Out of the thousands of men who leave, he said, "only about 36 to 40 will make it to the U.S. and bring the money home to live the life they can only see on their cell phones. Many never return, and their families will never know what happened to them."

Diamondstone said the money from the sale of the ramón nuts "will provide enough for their children to be able to pay the $3 for a pencil and a notebook, something they don't have now, allowing them to attend school. Most of these people are so poor they are living day to day. A little money can help them buy a pig or a cow, so they have new opportunities and have no need to leave their village."

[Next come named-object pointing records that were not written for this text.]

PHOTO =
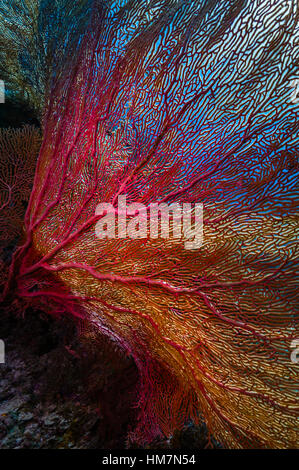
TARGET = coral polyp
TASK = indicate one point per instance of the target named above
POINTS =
(177, 102)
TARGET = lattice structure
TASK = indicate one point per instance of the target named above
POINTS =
(18, 154)
(180, 101)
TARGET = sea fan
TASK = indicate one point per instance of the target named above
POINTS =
(186, 102)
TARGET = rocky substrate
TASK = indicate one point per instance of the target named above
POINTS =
(57, 391)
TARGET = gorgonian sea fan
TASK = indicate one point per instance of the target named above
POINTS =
(179, 101)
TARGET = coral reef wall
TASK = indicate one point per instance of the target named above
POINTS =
(175, 101)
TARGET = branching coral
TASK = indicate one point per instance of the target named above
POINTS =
(18, 154)
(174, 101)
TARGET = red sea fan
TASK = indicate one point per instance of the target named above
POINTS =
(187, 102)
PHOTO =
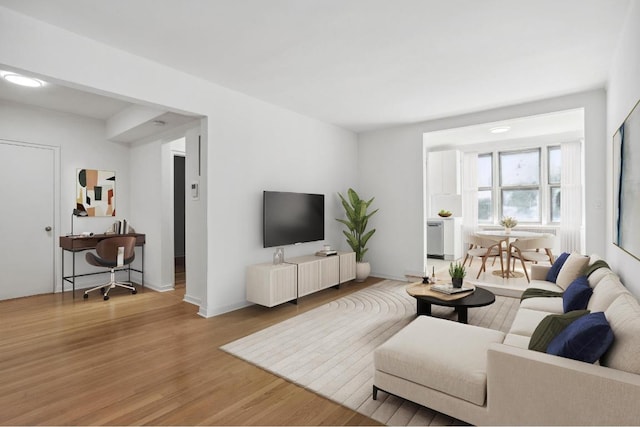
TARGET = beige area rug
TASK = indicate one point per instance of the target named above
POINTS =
(329, 350)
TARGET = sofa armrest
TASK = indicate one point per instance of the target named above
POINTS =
(529, 387)
(539, 272)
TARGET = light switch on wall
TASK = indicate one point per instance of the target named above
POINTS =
(195, 190)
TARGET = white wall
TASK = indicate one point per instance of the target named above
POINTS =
(390, 168)
(82, 145)
(622, 94)
(248, 146)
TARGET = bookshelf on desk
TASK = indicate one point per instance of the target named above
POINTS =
(75, 244)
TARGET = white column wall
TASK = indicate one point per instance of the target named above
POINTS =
(623, 93)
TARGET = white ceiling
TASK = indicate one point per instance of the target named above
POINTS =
(363, 64)
(61, 98)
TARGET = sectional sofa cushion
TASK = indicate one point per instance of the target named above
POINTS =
(548, 304)
(552, 274)
(526, 321)
(515, 340)
(585, 339)
(571, 269)
(577, 295)
(624, 317)
(550, 327)
(605, 293)
(596, 270)
(442, 355)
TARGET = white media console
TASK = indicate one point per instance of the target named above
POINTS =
(272, 284)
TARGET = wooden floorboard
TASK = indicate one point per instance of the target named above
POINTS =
(147, 359)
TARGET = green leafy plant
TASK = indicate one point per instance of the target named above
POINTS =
(357, 221)
(509, 222)
(457, 270)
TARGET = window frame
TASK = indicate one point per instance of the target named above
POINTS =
(544, 187)
(490, 189)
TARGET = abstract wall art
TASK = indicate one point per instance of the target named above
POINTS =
(626, 184)
(96, 192)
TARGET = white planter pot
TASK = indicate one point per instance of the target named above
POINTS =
(363, 269)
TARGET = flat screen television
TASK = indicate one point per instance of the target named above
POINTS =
(290, 218)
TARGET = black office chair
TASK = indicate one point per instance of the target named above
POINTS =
(113, 252)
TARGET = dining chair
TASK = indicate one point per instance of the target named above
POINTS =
(532, 250)
(484, 247)
(113, 253)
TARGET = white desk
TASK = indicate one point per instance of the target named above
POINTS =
(506, 237)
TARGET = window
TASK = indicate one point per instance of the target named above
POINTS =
(524, 184)
(520, 185)
(485, 190)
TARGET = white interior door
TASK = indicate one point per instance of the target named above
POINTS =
(27, 187)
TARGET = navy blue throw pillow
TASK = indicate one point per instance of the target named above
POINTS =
(577, 295)
(586, 339)
(552, 274)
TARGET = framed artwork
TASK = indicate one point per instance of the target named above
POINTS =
(96, 192)
(626, 184)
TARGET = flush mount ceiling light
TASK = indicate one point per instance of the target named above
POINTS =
(21, 80)
(500, 129)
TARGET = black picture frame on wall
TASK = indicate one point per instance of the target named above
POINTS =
(626, 184)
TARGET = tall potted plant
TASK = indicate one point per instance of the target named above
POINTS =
(357, 235)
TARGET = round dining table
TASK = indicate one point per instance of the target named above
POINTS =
(506, 236)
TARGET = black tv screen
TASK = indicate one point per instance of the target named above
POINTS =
(290, 218)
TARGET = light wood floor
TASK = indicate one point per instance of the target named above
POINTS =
(147, 359)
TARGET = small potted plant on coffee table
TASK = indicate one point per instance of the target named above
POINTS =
(457, 273)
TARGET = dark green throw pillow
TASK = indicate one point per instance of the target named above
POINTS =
(550, 327)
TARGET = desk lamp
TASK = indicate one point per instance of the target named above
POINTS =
(77, 212)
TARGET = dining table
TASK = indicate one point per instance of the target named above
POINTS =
(506, 236)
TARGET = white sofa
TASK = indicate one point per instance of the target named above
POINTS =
(483, 376)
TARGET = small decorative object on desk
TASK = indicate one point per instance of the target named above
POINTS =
(457, 273)
(278, 256)
(326, 251)
(508, 222)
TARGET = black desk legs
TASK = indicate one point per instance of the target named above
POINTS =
(71, 278)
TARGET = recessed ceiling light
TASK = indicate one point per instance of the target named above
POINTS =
(21, 80)
(500, 129)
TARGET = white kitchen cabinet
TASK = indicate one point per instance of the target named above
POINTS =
(443, 172)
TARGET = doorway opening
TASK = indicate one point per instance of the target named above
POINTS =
(179, 222)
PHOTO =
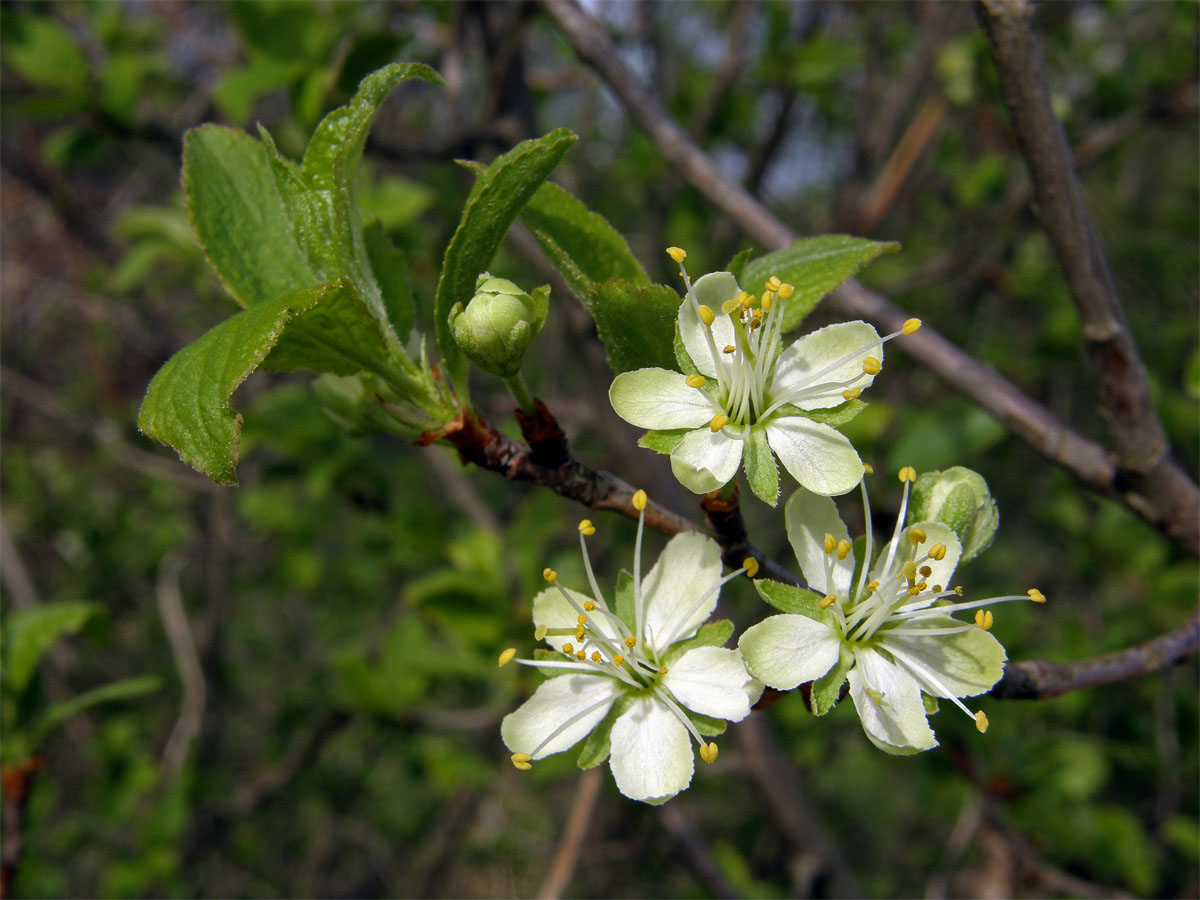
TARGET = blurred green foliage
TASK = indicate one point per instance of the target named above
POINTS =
(347, 603)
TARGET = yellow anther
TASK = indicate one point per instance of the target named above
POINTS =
(521, 761)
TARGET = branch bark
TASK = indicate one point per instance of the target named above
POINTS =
(1144, 461)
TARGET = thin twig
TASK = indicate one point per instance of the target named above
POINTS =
(1143, 453)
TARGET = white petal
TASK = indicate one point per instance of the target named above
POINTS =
(690, 564)
(658, 399)
(817, 456)
(705, 461)
(789, 651)
(965, 665)
(805, 358)
(810, 517)
(555, 702)
(550, 609)
(691, 331)
(651, 753)
(711, 681)
(942, 570)
(889, 705)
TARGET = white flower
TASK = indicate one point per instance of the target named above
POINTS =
(641, 676)
(750, 399)
(891, 633)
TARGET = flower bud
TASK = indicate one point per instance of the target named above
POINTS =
(499, 322)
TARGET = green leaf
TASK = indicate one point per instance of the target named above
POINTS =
(497, 197)
(59, 713)
(713, 634)
(663, 442)
(238, 216)
(826, 689)
(815, 267)
(637, 324)
(187, 402)
(762, 472)
(581, 244)
(31, 631)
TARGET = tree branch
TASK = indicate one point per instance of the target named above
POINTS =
(1026, 418)
(1144, 457)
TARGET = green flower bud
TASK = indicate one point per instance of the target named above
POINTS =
(499, 322)
(959, 498)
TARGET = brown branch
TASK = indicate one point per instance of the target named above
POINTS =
(1036, 679)
(1144, 457)
(1027, 419)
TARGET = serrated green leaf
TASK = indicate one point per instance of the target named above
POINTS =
(713, 634)
(636, 324)
(826, 689)
(762, 472)
(31, 631)
(237, 213)
(815, 267)
(497, 197)
(580, 243)
(663, 442)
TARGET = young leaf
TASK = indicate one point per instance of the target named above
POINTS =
(238, 216)
(637, 324)
(815, 267)
(495, 201)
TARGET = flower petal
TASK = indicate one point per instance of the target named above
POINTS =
(689, 567)
(556, 702)
(889, 705)
(810, 517)
(789, 651)
(550, 609)
(713, 681)
(805, 358)
(658, 399)
(965, 664)
(817, 456)
(651, 753)
(703, 461)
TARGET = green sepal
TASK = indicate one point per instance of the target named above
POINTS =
(827, 689)
(815, 267)
(712, 634)
(762, 471)
(663, 442)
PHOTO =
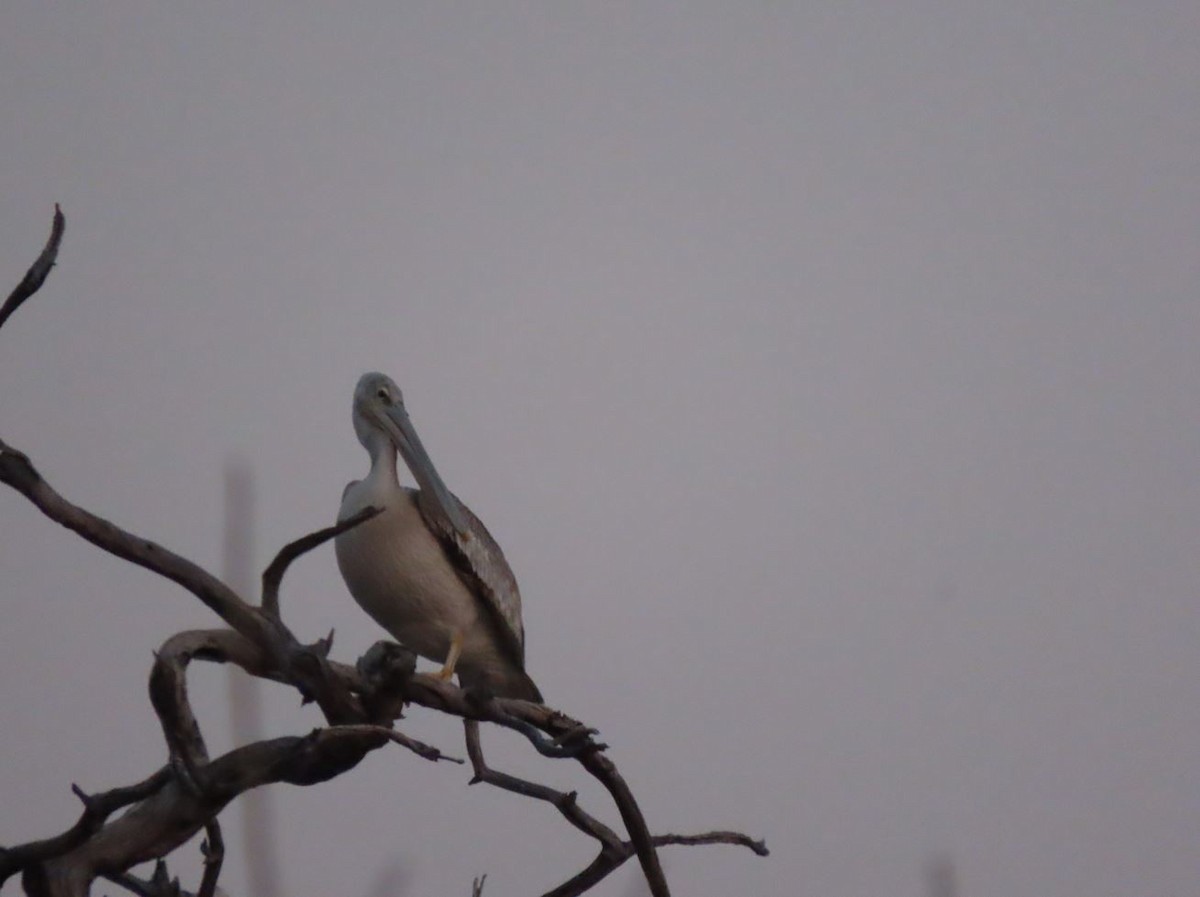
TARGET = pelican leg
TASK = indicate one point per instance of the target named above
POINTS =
(456, 639)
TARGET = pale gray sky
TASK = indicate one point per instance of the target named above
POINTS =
(828, 377)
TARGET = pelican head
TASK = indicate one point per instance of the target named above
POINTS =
(382, 425)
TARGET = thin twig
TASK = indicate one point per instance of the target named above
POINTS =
(214, 855)
(274, 573)
(96, 808)
(36, 275)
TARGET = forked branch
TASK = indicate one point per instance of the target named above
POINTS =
(360, 705)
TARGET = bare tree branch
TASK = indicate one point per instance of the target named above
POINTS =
(361, 703)
(274, 573)
(37, 274)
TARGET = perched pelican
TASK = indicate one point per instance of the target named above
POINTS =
(426, 569)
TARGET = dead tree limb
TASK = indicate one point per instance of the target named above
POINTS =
(360, 705)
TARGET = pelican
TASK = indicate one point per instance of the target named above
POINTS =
(426, 569)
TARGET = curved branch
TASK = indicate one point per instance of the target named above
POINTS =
(39, 271)
(360, 702)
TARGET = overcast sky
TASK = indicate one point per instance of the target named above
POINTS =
(828, 377)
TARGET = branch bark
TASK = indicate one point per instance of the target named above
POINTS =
(360, 704)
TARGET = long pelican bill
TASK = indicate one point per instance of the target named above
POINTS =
(400, 428)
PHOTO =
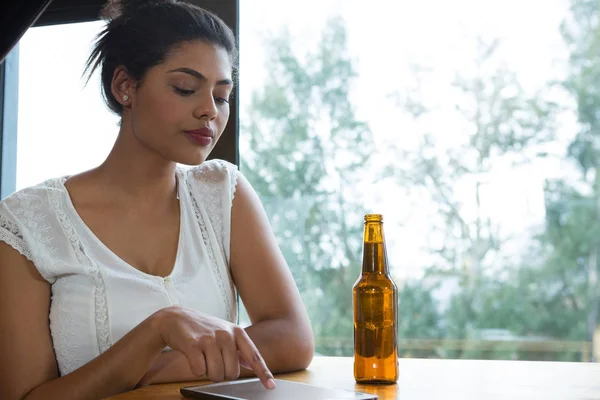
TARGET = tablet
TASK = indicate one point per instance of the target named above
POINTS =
(252, 389)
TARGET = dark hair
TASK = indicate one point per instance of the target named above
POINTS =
(140, 33)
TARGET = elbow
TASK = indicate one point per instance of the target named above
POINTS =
(306, 352)
(304, 349)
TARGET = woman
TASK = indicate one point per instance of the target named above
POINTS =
(127, 274)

"Bringing a nut that has been used for 2,000 years to a place where it can be industrial is a tall order," he continued.

To make it happen, he needs to find drying tables and arrange for transportation. To offer the ramón nut in the U.S. and European Union markets "require[s] the strictest standards in the world," he said.

And that would mean coming up with massive infrastructure, "like hundreds of covered drying tables, trainings, central processing facilities, transportation, and all manner of logistics."

"Each community will produce small amounts which have to be weighed and brought to a central location for blending and finishing for a consistent product," he said.

"From there we will need a truck that runs, someone trained to be sure the product is dry enough, and a team of people that aren't making enough money to do all this, but who will volunteer so that their community can thrive," he continued.

It's a labor of love. His hope and excitement show on his face and in his voice.

"My true goal is that when I die, I want to go knowing that I will have empowered 1,000 people to do this themselves," Diamondstone said.

"It's not about owning a corporation; it's about helping others to do what they should be doing themselves," he said. "I've devoted most of my career years to this industry, and here is this one product that I will be able to see from the beginning to fruition."

This News item by Fran Lynggaard Hansen was written for The Commons.